10. kadencja, 22. posiedzenie, 1. dzień (19-11-2024)
4. punkt porządku dziennego:
Sprawozdanie Komisji Finansów Publicznych o rządowym projekcie ustawy o szczególnych rozwiązaniach służących realizacji ustawy budżetowej na rok 2025 (druki nr 693 i 769).
Poseł Jarosław Sachajko:
Bardzo dziękuję.
Panie Marszałku! Pani Minister! Wysoka Izbo! W imieniu koła Republikanie mam zaszczyt przedstawić stanowisko w sprawie rządowego projektu ustawy o szczególnych rozwiązaniach służących realizacji ustawy budżetowej na rok 2025.
Ustawa ta jest ściśle powiązana z ustawą budżetową. Co do tej ustawy, jej celowości i szczególnych zapisów, bardzo precyzyjnie przed chwilą wypowiedział się pan poseł Michał Wawer.
Chciałbym tylko zwrócić uwagę, bo tu państwo mówią o tych 5-procentowych podwyżkach dla nauczycieli i zapewnieniu finansowania oraz podwyżkach dla innych osób. Szanowni państwo, tylko dlaczego państwo, prognozując 5-procentowe podwyżki dla nauczycieli, od razu nie mówią, nie wspominają o tym, że Narodowy Bank Polski prognozuje inflację w przyszłym roku w wysokości 6,6%? Dlaczego państwo nie mówią, że są eksperci, którzy uważają, że inflacja będzie nawet wyższa, niż prognozuje Narodowy Bank Polski? Czyli co to może oznaczać? Że te podwyżki, o których państwo z koalicji rządzącej tutaj mówią, to są obniżki, a nie podwyżki. Tak można byłoby dalej, ale ja bym chciał jednak skupić się na budżecie.
Szanowni Państwo! W przyszłym roku ma być prawie 300 mld zł deficytu. Niedawno zmienialiśmy budżet na ten rok - 240 mld zł deficytu. Mamy również wydatki pozabudżetowe, nie wszyscy posłowie o tym wiedzą. Przed chwilą gdzieś uciekł poseł Ćwik, który tutaj w wielu swoich wypowiedziach mówił o tym, że deficyt będzie tak duży, dlatego że państwo likwidują fundusze pozabudżetowe. Jak je państwo likwidują, skoro znowu biorą na te fundusze pozabudżetowe 103 mld zł dodatkowych pieniędzy?

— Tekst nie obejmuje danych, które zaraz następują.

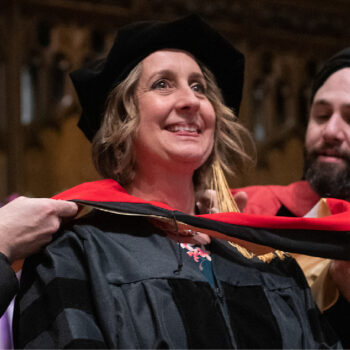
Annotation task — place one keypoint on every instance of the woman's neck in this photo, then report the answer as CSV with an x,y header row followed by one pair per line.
x,y
172,188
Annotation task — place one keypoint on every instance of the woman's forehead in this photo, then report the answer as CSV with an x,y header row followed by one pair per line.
x,y
172,59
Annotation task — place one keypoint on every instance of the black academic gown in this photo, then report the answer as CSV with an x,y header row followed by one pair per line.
x,y
113,280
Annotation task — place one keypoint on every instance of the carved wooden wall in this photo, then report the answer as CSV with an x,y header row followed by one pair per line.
x,y
42,151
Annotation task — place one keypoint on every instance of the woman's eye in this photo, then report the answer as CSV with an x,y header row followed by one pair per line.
x,y
198,87
159,84
322,117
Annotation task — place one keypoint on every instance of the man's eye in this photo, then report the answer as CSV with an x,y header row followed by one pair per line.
x,y
198,87
159,84
322,117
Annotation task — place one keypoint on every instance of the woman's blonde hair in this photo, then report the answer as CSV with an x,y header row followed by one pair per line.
x,y
112,147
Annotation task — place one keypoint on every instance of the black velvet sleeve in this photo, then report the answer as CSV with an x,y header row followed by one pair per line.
x,y
8,283
339,318
54,307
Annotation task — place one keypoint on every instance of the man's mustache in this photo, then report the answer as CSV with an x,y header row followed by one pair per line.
x,y
330,152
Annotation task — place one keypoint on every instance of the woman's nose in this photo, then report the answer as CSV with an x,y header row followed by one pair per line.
x,y
187,100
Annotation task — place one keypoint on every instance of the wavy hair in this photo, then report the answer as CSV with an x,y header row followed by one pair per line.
x,y
112,146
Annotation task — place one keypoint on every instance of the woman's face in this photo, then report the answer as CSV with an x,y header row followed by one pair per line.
x,y
177,122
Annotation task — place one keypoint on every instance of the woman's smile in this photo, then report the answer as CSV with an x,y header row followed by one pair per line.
x,y
177,121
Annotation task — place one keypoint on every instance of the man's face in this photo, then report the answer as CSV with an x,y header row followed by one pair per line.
x,y
327,141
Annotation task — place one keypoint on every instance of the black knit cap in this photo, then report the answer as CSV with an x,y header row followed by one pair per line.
x,y
136,41
339,61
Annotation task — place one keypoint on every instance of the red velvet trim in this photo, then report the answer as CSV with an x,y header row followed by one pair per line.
x,y
110,191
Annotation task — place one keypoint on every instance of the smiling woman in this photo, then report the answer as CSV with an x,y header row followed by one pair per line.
x,y
130,274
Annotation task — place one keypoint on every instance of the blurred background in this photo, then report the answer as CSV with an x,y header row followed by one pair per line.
x,y
43,152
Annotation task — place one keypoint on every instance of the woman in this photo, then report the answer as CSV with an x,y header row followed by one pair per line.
x,y
122,276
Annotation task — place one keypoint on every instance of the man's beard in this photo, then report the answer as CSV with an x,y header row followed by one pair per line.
x,y
327,179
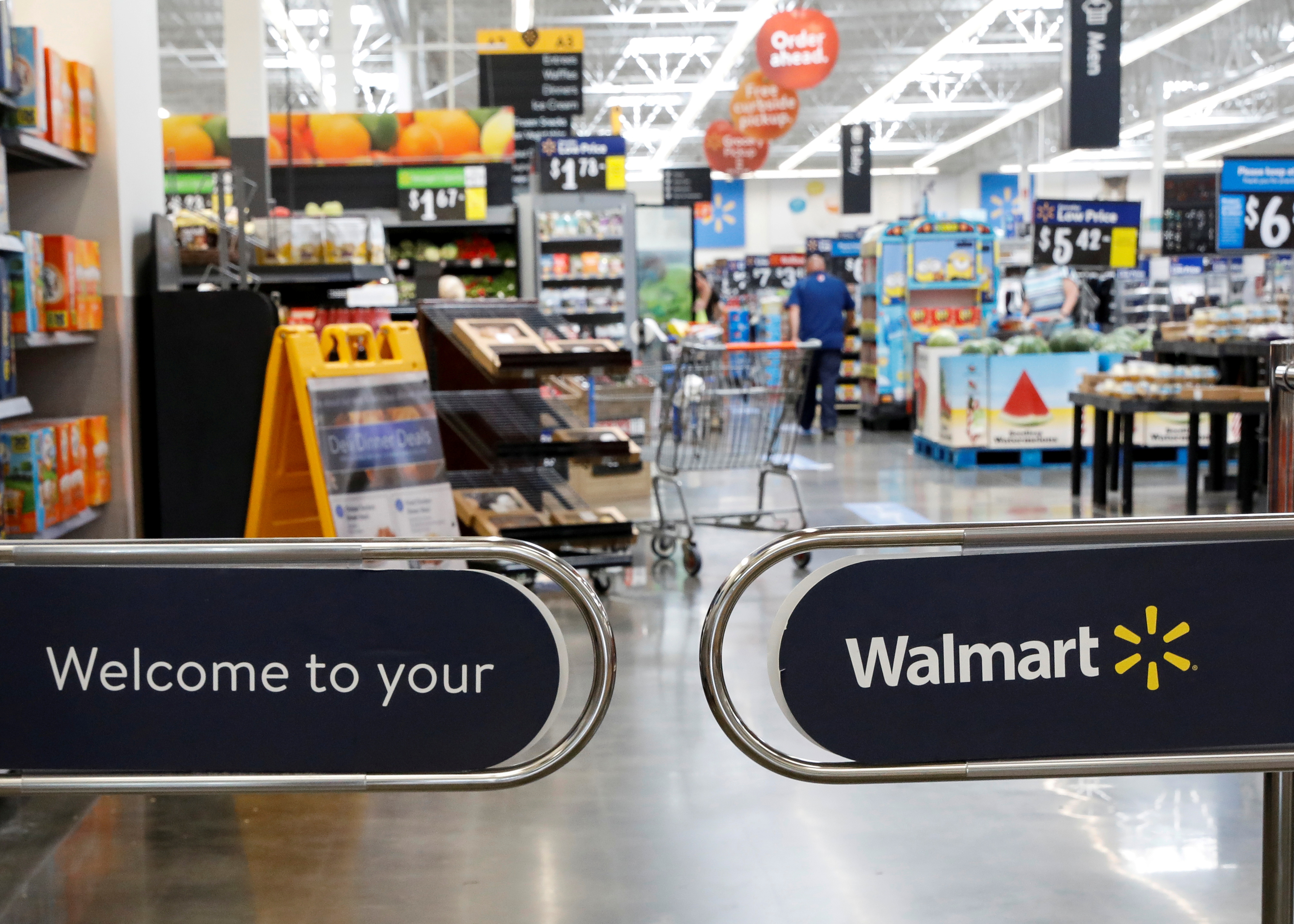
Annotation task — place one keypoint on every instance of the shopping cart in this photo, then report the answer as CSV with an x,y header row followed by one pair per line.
x,y
728,407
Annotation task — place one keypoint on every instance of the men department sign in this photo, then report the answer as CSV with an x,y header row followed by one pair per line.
x,y
1036,655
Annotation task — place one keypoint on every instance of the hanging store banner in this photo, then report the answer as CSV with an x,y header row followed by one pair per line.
x,y
1115,666
1256,204
442,193
686,186
270,671
1091,74
762,109
538,73
856,170
796,50
1086,233
730,152
581,165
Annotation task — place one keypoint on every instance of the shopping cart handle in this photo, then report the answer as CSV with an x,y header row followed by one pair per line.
x,y
773,345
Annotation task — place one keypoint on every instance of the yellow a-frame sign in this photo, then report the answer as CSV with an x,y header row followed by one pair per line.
x,y
289,491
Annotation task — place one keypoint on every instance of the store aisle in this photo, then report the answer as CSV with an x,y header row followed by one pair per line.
x,y
662,821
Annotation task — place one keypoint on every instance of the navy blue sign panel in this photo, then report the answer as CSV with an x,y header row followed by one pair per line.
x,y
1256,204
1033,655
273,671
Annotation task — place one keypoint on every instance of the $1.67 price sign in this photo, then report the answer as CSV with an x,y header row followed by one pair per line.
x,y
442,193
1086,233
581,165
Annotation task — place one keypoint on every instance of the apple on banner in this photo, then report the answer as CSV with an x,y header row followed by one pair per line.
x,y
762,109
798,50
730,152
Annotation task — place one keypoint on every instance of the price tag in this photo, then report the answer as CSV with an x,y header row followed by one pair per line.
x,y
1086,233
581,165
442,193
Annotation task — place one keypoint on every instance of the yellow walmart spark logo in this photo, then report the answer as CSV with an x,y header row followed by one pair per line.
x,y
1152,672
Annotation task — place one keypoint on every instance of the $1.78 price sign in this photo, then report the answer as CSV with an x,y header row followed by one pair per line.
x,y
442,193
581,165
1086,233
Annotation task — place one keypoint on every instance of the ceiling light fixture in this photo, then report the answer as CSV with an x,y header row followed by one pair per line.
x,y
743,34
952,43
1195,158
1011,117
1133,51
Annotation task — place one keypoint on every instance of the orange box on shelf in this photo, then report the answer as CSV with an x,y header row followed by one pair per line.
x,y
99,464
59,96
60,281
89,301
83,108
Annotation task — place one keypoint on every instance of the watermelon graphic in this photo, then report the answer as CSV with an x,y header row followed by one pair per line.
x,y
1025,408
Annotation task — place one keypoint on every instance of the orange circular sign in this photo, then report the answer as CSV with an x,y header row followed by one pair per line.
x,y
762,109
798,50
730,152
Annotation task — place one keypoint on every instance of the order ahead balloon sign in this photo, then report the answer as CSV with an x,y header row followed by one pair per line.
x,y
275,671
798,50
1034,655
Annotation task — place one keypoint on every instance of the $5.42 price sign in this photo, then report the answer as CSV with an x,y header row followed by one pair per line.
x,y
581,165
442,193
1086,233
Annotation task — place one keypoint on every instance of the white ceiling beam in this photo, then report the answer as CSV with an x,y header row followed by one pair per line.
x,y
743,34
1130,52
866,110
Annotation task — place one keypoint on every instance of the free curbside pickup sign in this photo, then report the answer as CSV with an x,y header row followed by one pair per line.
x,y
1140,650
273,671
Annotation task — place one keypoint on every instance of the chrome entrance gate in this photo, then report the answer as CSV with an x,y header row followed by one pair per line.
x,y
994,539
327,554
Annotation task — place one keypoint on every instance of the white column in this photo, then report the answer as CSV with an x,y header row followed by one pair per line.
x,y
248,95
341,34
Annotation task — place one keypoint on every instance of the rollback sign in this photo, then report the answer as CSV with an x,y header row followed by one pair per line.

Szanowni Państwo! Drodzy Polacy! Zadłużenie państwa polskiego spowodowane przez obecny rząd w 2 lata wyniesie tyle, ile wynosi 1/3 długów, które narosły przez 30 lat. Czy wyobrażają sobie państwo takie zadłużanie, żeby połowa państwa dochodów to była pożyczka? Jakby państwu się udało całe 4 lata rządzić, to w takim tempie państwo zadłużą Polskę bardziej, niż zadłużono ją przez 30 lat. To jest coś takiego, czego sobie normalny człowiek, poseł nie wyobraża.
(Poseł Krystyna Skowrońska: To nieprawda, nieprawda!)
Chyba że, pani poseł, to jest takie myślenie: po nas chociażby potop. Zadłużmy Polskę, jak się da, a później następni niech sobie radzą.
Szanowni Państwo! Mówiłem o inflacji, mówiłem o tych dochodach. Przed chwilą pan poseł Ćwik znowu tutaj straszył, że jak nie będziecie głosować za budżetem, to jesteście przeciwko wydatkom na zbrojenia i na służbę zdrowia. Panie pośle, tu wszyscy od dawna krytykują, że państwo rozwalają właśnie część dochodową. To właśnie Krajowa Administracja Skarbowa państwu wprost mówi, że państwo rozwalają część dochodową, czyli rozwalają gospodarkę. Bo jak jest firma, która nie płaci podatków, to ona jest uprzywilejowana w stosunku do tych, które płacą. Czyli ktoś ma droższe swoje funkcjonowanie, bo - przepraszam - złodziej nie płaci podatków. I to jest właśnie problem w państwa podatkowym rozwalaniu gospodarki.
W takim kształcie, jak państwo tutaj to proponują, ani tej ustawy okołobudżetowej, ani budżetu nie da się poprzeć.